Fikret Muallâ tartışması artık ne yalnızca Ferit Edgü'nün meselesidir ne de İstanbul Modern'in. Yapılması gereken şu; Kuşkulu Fikret Muallâ resimleri incelenmeli ve üzerindeki soru işaretleri kaldırılmalı.
Ferit Edgü'nün, 28 Mayıs tarihli Radikal'de yer alan 'mektubunun' başlattığı tartışmayı kimse ekseninden kaydırmaya çalışmasın. Edgü'nün mektubu, 'daha kuruluş aşamasında boğulmasın' kaygısıyla şimdilik es geçilen İstanbul Modern'in kurumsal açmazlarını da gündeme getirmiş oldu. Tartışmanın bir sonraki adımında İstanbul Modern'in durumu sorgulanacaktır, bu kaçınılmaz ama önce Fikret Muallâ sergisinin yol açtığı kargaşanın durulması gerek. Durum açık aslında, Fikret Muallâ sergisi kötü düzenlenmiş. Her şeyden önce, sergi geniş kapsamlı bir Muallâ sergisidir, kesinlikle bir Muallâ retrospektifi değil. Ayrıca sergilemenin mantığı da anlamsız bir karmaşanın nedenidir. Tematik gruplandırma son derece sıradan bir yaklaşımdır, 'eşzamanlı' ya da 'yapısalcı' yaklaşımla hiçbir ilgisi yoktur. Bunlar usule ilişkin hemen göze batan yanlışlıklar.

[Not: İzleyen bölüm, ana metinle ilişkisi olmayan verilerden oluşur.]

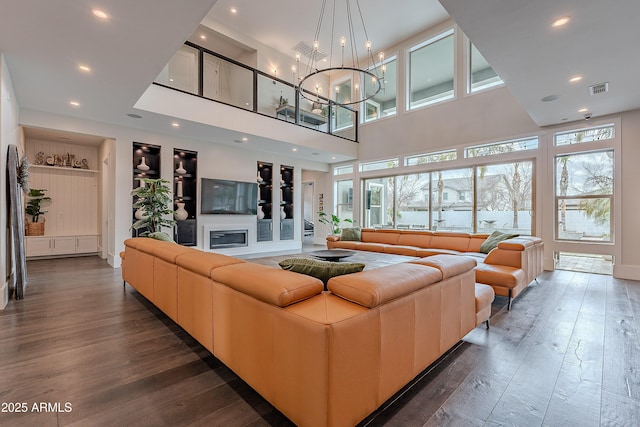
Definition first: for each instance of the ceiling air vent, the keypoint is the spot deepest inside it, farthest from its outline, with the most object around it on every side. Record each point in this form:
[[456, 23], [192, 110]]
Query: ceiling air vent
[[305, 50], [599, 88]]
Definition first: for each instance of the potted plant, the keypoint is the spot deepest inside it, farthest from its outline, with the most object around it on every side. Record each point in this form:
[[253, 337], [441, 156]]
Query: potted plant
[[36, 197], [333, 221], [154, 200]]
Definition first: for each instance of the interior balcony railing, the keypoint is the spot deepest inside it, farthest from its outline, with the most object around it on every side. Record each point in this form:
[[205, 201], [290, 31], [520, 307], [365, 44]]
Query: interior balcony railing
[[198, 71]]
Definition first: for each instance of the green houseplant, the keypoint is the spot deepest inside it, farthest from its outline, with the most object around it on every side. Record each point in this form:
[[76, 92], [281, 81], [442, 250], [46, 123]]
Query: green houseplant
[[154, 199], [333, 221], [36, 197]]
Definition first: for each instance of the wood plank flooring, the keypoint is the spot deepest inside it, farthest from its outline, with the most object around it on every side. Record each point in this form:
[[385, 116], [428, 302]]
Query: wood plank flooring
[[566, 354]]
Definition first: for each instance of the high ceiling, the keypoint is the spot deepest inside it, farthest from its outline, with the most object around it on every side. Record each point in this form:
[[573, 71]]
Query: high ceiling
[[536, 61], [45, 42]]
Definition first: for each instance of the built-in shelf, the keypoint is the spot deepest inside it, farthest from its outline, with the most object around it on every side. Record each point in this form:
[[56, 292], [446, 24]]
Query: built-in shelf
[[151, 155], [53, 168], [286, 203], [265, 202], [185, 172]]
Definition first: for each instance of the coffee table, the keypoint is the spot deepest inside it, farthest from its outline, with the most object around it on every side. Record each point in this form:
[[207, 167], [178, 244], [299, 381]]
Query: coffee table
[[332, 254]]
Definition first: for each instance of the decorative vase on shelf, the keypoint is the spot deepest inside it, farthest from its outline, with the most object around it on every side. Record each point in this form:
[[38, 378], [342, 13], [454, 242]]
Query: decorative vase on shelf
[[181, 170], [181, 213], [179, 190], [143, 165]]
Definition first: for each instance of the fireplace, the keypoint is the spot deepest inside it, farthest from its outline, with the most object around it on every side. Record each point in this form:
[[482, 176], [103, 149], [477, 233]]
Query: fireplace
[[220, 239]]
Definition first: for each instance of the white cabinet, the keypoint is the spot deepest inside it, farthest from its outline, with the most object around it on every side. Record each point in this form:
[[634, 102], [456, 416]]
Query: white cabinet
[[39, 246]]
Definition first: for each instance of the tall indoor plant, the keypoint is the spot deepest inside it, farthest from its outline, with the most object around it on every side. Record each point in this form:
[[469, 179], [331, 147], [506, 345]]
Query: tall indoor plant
[[333, 221], [153, 197], [35, 196]]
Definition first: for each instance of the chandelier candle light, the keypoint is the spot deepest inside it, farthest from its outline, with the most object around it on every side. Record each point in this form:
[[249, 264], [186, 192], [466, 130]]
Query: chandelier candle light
[[367, 78]]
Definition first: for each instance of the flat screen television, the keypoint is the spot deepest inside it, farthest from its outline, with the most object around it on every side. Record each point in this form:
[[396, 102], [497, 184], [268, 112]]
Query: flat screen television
[[219, 196]]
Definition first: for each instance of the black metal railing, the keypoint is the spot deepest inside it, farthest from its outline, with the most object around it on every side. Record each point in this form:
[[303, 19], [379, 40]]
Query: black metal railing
[[201, 72]]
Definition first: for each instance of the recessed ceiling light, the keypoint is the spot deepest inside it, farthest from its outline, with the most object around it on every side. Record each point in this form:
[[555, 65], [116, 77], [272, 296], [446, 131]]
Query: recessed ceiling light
[[561, 21], [100, 14]]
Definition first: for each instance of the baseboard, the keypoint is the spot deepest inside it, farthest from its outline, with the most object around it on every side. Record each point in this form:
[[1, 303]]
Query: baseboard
[[630, 272]]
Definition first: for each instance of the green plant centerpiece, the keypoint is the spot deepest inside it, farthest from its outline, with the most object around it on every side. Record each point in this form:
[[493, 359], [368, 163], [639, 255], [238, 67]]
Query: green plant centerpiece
[[154, 199], [36, 198], [333, 221]]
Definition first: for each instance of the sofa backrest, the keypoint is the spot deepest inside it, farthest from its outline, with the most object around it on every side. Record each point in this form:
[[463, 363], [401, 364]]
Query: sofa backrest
[[372, 288], [371, 235], [476, 241], [417, 238], [452, 241], [267, 284]]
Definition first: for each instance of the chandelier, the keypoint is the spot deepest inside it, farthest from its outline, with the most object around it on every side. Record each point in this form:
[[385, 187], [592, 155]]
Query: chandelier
[[346, 57]]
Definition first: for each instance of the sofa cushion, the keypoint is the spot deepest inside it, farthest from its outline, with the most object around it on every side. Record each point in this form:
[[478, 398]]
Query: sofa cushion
[[499, 275], [323, 270], [160, 235], [350, 234], [493, 240], [375, 287], [449, 265], [389, 237], [267, 284], [205, 262]]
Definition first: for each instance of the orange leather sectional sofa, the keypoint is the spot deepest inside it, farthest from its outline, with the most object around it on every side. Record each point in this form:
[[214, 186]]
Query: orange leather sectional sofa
[[323, 358], [508, 268]]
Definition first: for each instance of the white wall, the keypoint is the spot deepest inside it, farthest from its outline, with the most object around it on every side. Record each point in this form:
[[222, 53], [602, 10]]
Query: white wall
[[9, 134], [214, 161]]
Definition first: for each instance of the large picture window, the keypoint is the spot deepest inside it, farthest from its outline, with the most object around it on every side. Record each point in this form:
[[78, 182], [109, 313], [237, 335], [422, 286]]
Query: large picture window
[[431, 71], [584, 196], [383, 104]]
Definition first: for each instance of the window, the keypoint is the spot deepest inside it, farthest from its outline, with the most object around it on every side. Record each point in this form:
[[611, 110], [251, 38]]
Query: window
[[344, 199], [379, 164], [504, 197], [343, 170], [585, 135], [384, 102], [343, 116], [431, 71], [584, 196], [502, 147], [481, 75], [449, 213], [421, 159]]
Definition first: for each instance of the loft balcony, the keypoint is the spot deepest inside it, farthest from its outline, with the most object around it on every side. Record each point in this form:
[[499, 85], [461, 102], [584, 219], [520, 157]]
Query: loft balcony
[[205, 74]]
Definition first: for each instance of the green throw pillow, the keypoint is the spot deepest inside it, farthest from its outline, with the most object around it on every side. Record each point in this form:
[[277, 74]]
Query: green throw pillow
[[351, 234], [323, 270], [493, 240], [160, 235]]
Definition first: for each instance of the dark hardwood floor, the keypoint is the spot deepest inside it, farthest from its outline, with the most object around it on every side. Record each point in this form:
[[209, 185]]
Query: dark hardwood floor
[[568, 353]]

Tartışmanın esasında başka bir iddia var: Sergide yer alan kimi resimlerin orijinalliğinin kuşkulu olduğu iddiası. Bunu gözden geçirmek gerekirken, Edgü'nün mektubuna söylemediğini söyletmeye çalışmak niye? Ferit Edgü, kimi resimler sahtedir diye kestirip atmıyor, onların sahte olabileceğini, dolayısıyla sergide yer almadan önce aklanmaları gerektiğini vurguluyor. Usta bir yazarın, kendi ülkesinde tanınması ve değer görmesi için yıllarını verdiği bir başka sanatçının anısına gösterdiği bu yalın duyarlılığın, ne tür bir ticari kaygıyla ilişkisi olabilir? Edgü, kimselerin Fikret Muallâ'dan haberi yokken, onun resimlerine yatırım yapmış ve onlar için ciddi bir piyasa oluşturmuştur. (Bunu yaparken para da kazanacaktı elbet, kınanacak bir şey değil, bir profesyonellik örneğidir bu.) En önemlisi, Mualla'nın sanatının anlaşılması için herkesten çok emek harcamıştır. Nitekim, o emeğin ürünü olan 'önsöz' kısalığındaki yazılar, Muallâ konusunda başvurulacak ilk metinlerdir ve bundan ötürü de, onlardan yapılan alıntılar sergi duvarlarında yer almışlardır...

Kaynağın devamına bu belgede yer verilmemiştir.